Hemmins making Senate run

Published 12:47 pm Thursday, October 8, 2015

When Cristen Hemmins gets fired up about something, she puts her passion to action.

The 44-year-old Oxford mom and small business owner is making a run for the Senate District 9 seat on the Democratic ticket and wants to make a difference with several things: education, equal pay, living wages and women in office in Jackson.

Between having three children and having watched her mom teach kindergarten for 40 years, Hemmins developed a strong desire for education funding to be improved in Mississippi.

Email newsletter signup

“I’m just very aware of the deficits our schools are passed along,” she said. “Here in Oxford we have the tax base to fill the gaps in funding, but if you go across the district to North Panola, for example, the inequities in funding are just glaringly obvious and I find it morally wrong that it depends on what your ZIP code is as to whether you’ll get a quality education or not, and that is the reason I’m running.”

She found her inspiration to run while watching the battle in Jackson on Initiative 42, the current initiative that will be on the ballot to amend the constitution of the state that makes lawmakers fully fund education through the Mississippi Adequate Education Program, which is the data-driven system that determines how much money school systems get.

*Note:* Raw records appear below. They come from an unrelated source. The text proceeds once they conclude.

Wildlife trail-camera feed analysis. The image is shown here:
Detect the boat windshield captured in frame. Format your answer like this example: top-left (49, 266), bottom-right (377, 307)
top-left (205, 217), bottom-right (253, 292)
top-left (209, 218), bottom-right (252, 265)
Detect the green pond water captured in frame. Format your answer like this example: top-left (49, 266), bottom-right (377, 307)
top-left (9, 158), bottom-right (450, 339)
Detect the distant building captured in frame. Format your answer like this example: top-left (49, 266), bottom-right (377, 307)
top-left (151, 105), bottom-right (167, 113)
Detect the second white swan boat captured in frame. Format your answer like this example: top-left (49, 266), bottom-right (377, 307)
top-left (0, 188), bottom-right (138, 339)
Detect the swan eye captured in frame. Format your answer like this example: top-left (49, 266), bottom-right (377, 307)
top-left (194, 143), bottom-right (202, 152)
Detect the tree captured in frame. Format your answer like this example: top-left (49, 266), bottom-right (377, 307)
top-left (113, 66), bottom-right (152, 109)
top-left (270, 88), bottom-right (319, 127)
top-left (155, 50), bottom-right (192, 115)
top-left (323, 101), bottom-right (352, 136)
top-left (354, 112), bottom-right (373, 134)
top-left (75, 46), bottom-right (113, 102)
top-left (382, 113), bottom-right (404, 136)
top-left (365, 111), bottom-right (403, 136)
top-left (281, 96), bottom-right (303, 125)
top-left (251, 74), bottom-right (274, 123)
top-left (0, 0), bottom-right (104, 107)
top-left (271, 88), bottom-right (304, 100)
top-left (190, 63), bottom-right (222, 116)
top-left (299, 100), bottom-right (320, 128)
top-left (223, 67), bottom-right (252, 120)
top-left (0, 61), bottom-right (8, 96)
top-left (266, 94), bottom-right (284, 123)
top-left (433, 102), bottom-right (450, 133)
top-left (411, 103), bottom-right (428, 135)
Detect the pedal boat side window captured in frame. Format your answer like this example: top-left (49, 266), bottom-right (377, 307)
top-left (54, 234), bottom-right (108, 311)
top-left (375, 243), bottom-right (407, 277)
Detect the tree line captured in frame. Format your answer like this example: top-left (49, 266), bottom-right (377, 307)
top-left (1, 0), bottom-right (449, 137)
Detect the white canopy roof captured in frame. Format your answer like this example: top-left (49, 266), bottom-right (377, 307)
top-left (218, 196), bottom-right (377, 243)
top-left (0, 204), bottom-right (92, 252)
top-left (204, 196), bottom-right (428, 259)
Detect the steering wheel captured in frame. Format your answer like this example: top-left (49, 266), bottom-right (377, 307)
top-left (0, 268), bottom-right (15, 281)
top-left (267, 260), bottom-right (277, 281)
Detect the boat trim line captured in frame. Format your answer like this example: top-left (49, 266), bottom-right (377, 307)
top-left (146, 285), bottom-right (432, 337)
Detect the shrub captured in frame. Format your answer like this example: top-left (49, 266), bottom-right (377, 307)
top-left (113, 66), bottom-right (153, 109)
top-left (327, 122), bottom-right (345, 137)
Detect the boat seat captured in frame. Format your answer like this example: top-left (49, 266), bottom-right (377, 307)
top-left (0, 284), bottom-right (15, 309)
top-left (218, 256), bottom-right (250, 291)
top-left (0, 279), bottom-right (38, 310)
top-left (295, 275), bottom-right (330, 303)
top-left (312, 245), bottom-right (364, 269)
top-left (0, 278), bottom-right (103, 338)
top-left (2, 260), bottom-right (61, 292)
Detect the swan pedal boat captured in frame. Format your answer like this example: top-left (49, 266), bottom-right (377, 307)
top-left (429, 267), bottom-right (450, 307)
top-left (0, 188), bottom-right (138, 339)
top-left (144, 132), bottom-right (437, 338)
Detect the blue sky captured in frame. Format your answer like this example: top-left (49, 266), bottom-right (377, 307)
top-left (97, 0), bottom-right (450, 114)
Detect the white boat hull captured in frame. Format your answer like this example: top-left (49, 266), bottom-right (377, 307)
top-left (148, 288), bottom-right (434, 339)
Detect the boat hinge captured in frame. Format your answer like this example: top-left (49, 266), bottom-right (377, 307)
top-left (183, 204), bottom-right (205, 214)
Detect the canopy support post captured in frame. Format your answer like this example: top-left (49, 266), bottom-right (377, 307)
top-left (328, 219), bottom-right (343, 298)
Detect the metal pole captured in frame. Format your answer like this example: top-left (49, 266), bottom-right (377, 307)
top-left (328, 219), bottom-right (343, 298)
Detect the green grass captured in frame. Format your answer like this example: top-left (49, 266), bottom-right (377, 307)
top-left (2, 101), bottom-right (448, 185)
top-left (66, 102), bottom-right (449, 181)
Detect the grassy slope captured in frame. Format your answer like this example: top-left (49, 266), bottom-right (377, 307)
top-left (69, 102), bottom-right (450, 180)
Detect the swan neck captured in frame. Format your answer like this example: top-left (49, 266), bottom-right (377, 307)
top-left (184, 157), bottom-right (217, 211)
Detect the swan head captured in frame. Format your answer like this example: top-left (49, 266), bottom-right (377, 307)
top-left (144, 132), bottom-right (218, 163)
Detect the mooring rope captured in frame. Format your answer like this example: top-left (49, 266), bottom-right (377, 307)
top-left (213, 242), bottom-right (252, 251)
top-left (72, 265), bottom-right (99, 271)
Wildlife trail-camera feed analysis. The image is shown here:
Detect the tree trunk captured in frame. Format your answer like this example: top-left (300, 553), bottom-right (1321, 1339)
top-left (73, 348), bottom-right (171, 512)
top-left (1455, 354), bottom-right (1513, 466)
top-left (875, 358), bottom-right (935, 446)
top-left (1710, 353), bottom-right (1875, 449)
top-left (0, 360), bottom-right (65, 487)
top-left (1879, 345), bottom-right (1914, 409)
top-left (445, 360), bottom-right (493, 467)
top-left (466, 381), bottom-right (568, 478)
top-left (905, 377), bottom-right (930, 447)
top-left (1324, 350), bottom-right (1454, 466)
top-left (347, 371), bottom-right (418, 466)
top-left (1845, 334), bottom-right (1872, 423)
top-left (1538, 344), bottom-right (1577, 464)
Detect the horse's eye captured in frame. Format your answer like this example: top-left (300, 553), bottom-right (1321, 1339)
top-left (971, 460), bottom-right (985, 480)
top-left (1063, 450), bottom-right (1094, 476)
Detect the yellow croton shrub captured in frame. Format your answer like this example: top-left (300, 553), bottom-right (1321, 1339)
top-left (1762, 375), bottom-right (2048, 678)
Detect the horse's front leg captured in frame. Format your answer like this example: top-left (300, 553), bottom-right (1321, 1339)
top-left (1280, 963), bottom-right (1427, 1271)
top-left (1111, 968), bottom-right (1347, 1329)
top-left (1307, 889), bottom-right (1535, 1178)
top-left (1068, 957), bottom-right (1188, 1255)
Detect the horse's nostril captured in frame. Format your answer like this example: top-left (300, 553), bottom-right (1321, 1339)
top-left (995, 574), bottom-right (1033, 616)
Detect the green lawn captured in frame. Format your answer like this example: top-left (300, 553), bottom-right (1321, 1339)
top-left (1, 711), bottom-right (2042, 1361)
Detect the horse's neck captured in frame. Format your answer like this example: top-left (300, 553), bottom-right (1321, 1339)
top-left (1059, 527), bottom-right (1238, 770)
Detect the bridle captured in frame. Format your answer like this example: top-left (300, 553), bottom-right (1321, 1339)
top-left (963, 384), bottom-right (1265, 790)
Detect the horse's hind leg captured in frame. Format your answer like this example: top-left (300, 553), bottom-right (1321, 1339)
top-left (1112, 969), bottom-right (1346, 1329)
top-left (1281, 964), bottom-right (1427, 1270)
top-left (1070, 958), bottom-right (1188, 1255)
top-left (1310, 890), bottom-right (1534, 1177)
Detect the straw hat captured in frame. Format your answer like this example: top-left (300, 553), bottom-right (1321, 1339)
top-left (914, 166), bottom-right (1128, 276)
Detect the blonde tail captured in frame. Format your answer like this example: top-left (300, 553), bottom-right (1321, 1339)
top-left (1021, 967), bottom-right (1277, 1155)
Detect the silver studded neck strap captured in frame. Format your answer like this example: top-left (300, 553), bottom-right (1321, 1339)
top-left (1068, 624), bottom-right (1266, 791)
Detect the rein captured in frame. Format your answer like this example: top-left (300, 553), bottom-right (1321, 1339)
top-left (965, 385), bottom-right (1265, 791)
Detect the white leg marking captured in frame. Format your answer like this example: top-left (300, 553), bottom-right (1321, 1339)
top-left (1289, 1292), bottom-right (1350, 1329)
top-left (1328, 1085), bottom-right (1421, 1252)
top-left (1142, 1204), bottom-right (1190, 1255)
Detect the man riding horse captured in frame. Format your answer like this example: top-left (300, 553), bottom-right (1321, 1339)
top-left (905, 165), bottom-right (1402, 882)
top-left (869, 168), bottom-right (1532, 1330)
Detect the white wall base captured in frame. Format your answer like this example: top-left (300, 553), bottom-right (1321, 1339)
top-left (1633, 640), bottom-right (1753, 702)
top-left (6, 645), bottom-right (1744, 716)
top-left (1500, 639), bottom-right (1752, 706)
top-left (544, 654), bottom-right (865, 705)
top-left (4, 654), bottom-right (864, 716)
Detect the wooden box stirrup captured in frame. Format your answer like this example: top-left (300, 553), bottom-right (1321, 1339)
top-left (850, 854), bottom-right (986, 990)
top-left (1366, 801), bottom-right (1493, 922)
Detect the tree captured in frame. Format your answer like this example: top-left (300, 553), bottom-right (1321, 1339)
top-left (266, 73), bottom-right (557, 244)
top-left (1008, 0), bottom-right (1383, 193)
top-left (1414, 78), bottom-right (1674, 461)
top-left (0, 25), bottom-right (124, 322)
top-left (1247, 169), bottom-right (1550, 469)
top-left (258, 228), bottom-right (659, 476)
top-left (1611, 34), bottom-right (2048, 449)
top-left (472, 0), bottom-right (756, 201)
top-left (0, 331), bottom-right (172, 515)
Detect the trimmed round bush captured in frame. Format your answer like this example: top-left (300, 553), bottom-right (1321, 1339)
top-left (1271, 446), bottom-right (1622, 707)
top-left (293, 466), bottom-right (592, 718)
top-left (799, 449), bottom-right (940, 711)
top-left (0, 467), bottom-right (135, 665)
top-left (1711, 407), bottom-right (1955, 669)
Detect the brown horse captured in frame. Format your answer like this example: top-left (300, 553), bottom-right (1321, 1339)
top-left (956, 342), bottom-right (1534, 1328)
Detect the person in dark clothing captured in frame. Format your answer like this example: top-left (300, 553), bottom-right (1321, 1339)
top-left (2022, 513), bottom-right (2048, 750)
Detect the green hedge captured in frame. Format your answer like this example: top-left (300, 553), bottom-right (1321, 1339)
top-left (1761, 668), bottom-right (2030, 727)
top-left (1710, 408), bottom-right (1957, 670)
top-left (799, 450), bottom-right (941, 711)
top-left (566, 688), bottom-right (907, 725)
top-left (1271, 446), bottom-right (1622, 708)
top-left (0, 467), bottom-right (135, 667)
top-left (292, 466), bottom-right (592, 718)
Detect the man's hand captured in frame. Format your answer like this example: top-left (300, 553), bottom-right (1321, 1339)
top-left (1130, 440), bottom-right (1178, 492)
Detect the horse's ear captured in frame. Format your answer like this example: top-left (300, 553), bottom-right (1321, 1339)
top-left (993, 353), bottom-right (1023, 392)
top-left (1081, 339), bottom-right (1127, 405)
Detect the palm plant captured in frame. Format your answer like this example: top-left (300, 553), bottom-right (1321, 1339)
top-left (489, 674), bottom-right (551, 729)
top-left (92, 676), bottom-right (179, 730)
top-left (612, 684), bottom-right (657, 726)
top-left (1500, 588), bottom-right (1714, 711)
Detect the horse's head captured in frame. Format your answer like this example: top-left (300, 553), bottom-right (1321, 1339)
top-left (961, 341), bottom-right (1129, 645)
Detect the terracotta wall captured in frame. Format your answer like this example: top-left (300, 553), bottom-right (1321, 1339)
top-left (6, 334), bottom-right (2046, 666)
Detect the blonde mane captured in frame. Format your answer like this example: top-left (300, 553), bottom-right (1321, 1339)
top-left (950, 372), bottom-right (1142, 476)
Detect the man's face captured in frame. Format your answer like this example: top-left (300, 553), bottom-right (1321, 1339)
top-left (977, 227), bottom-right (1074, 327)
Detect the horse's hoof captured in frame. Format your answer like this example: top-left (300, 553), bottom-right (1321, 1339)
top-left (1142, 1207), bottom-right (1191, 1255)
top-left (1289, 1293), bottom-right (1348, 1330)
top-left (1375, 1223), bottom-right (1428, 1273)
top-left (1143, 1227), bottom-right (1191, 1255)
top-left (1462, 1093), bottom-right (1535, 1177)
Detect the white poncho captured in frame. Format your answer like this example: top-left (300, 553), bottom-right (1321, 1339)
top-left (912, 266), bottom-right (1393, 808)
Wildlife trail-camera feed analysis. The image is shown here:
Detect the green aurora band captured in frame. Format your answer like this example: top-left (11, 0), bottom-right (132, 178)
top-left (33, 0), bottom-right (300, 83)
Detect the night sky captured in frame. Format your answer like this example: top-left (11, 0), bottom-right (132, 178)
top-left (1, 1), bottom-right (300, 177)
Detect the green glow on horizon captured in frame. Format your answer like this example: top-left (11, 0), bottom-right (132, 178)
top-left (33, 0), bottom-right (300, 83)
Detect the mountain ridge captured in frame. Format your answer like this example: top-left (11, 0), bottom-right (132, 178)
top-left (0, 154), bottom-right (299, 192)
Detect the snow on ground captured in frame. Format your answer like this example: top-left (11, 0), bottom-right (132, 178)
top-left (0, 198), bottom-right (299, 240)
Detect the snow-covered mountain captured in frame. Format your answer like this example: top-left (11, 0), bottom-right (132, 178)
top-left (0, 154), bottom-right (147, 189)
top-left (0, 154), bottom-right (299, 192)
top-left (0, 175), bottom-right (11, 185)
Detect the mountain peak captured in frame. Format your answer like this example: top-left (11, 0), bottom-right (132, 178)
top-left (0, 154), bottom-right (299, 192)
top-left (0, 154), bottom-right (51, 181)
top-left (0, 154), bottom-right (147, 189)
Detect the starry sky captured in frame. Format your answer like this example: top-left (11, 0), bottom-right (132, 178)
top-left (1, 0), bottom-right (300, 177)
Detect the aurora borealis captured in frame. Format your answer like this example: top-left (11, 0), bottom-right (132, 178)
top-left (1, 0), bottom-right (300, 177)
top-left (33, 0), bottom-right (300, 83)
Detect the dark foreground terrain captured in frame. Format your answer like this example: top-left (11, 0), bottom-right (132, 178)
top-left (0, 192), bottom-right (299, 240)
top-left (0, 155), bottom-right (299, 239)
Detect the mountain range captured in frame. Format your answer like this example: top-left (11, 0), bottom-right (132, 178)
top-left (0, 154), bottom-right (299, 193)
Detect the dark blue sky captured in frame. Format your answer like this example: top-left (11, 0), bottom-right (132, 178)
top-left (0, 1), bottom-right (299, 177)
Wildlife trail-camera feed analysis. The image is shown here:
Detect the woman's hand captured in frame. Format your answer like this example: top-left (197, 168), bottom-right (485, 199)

“I fully support 42 for better schools. We’ve given our legislators 18 years to show that they support our schools and they’ve only adequately funded twice and I think that’s shameful,” Hemmins said. “42 for better schools seems to me to be the best way to make sure our kids get adequate funding in their schools. Our legislators have clearly shown they are not willing to follow their own law and when somebody breaks the law they get taken to court and this gives us, the citizens of Mississippi, a way of making them follow their law.

“The day I decided to run was the day I saw our current senator, Gray Tollison, on the Senate floor, leading, arguing, spearheading the effort to kill 42 and leaving the effort for 42 hanging. I just couldn’t bear to see him run unopposed.”

Hemmins said the lawmakers’ alternative to 42, 42A, is a decoy and said it is important for voters to selected candidates who are pro-education.

Three other platforms for Hemmins also revolve around equity, including equal pay for equal work for women.

“I think it’s wrong that a woman doing the same job gets 73 cents on a dollar that a man would, so that’s an issue for me,” she said. “Also just getting more women in office. I think Mississippians would be well-served to have more women representing us in Jackson. A third platform that is really important to me is a living wage. There are too many Mississipians that work multiple jobs and still can’t afford quality health care or decent housing, and it just seems wrong to me that hard-working Mississippians still live in severe poverty.”

Hemmins is no stranger to politics. While she has not held a seat in Jackson before, she helped lead the “No on 26” campaign against the Personhood Initiative in 2011, advocated for evidence-based sex education in 2012 and is the chairwoman of the Lafayette County Democratic Party and serves on the state executive committee.

“When I was in college I was a victim of a violent crime, a survivor of a violent crime, where I was abducted, raped and shot twice as I escaped,” she said.

“Surviving that just made advocating for what’s right in the world really important to me. It made me realize how much other people meant to me. Just made me realize how important a community is and how everyone is attached to one another.”

Hemmins stressed that she is not a career politician, that her campaign donations have been from individuals and that she is “beholden to the people who are trying to get me elected, and that the people of District 12 can use a representative that they can count on and they know where I stand on issues and I’m not going to flip-flop.”

She said while campaigning throughout Lafayette County the majority of the conversation has been on education, with a few people talking about the state flag. She said people are not happy about the state being last on national charts.

“Being the worst state for childhood poverty and the worst for poverty overall, I think education funding is the key to fixing so many of our problems,” she said and would like to see the elimination of charter schools and see a state-mandated pre-kindergarten enacted to combat some of the state’s woes.

“Our schools are the economic engines of our community and when you have a healthy, vibrant school, you have a healthy, vibrant community, and that’s why Oxford is the way it is — that’s what draws so many people to Oxford, Hemmins said. “The communities where you see the schools become segregated, unfunded and the tax base can’t fill the gaps, the communities suffer and you don’t have as much business, real estate.”

She said a lot of people aren’t aware of how bad the education and poverty situation is in the rest of the state and how badly 42 is needed. She said, too, 42 “is not changing the law, it is just giving us teeth to enforce the law.”

By law Mississippi’s constitution only guarantees a free education. Hemmins said that is not up to par with other states that mandate an “efficient, effective or quality” school system, and that’s another thing 42 tries to improve.

“When I moved here 22 years ago I just quickly realized this was where I wanted to come home and I intended to stay here indefinitely,” she said, and do that she is going to defend public schools and encourage people to get out and vote, because “their vote means something because races like this can be decided by so few votes.”